According to a New York Times analysis of data from Earnest Research—which tracks and analyzes credit card and debit card purchases of nearly six million people in the United States—spending on travel has slumped, restaurant sales have plummeted, spending on transportation is way down, shopping is down overall, and even spending on health, paradoxically, has fallen.

“This is the sharpest decline in consumer spending that we have ever seen,” said Luke Tilley, Chief Economist at Wilmington Trust.

Spending on media and entertainment is mixed, with most types of entertainment that require people to congregate being on hold. Among the positives, streaming services—including Netflix and Spotify—are enjoying gains, and spending on video game companies like Twitch and Nintendo is booming. 

News media and e-books are also showing a decent uptick.

Although not at par with Netflix or gaming growth, the readership for both local and established newspapers has seen a significant boost

Americans have also been seeking out more established media brands for information on the public health crisis and its economic consequences. CNBC, the business news site, has seen readership skyrocket. The websites for The New York Times and The Washington Post have both grown traffic more than 50 percent over the last month.

Ella Koeze and Nathaniel Popper, NYT

Trust in news media has also grown considerably during the pandemic. 

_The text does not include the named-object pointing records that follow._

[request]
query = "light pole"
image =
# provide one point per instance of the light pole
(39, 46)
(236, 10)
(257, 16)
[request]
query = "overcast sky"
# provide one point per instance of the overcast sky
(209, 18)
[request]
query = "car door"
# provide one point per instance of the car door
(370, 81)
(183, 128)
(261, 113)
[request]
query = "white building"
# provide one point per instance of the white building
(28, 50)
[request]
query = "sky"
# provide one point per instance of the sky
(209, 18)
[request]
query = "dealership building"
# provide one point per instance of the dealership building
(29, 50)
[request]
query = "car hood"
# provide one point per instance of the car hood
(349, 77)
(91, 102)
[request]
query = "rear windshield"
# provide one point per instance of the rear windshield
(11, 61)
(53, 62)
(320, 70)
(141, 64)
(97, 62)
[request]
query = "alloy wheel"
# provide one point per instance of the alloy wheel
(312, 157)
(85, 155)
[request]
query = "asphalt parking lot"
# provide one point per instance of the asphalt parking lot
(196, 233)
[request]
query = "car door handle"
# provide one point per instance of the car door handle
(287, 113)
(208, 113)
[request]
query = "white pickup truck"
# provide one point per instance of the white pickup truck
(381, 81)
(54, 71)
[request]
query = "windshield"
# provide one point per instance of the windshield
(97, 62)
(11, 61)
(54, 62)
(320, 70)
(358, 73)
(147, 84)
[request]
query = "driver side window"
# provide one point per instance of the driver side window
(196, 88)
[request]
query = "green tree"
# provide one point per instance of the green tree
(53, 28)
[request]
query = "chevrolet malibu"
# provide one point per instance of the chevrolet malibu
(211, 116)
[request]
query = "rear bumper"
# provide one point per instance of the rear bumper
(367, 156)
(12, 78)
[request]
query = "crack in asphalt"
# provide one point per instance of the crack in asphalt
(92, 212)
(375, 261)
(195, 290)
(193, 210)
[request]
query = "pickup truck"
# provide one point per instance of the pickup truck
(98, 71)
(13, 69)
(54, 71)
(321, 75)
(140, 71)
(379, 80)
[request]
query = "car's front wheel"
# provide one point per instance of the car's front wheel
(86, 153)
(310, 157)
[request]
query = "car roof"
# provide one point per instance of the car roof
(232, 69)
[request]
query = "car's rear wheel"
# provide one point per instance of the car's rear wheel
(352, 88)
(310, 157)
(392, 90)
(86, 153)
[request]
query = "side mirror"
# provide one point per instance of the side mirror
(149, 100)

54% of U.S. adults say the news media have done an excellent or good job responding to the coronavirus outbreak, according to a survey conducted by Pew Research Center.

The public’s assessment of this media response comes at a time when many U.S. news organizations are covering the coronavirus pandemic while themselves facing financial pressure from it. 

A growing number have announced layoffs, furloughs and other cost-cutting measures as the virus inflicts widespread pain on the economy, and these cuts come on top of years of earlier reductions in newsroom staffing, especially at newspapers.

John Gramlich, Pew Research Center

The hardships facing newsrooms during the COVID-19 pandemic have led some observers to call for a “journalism stimulus” to help the news industry shore up its finances, Pew reports.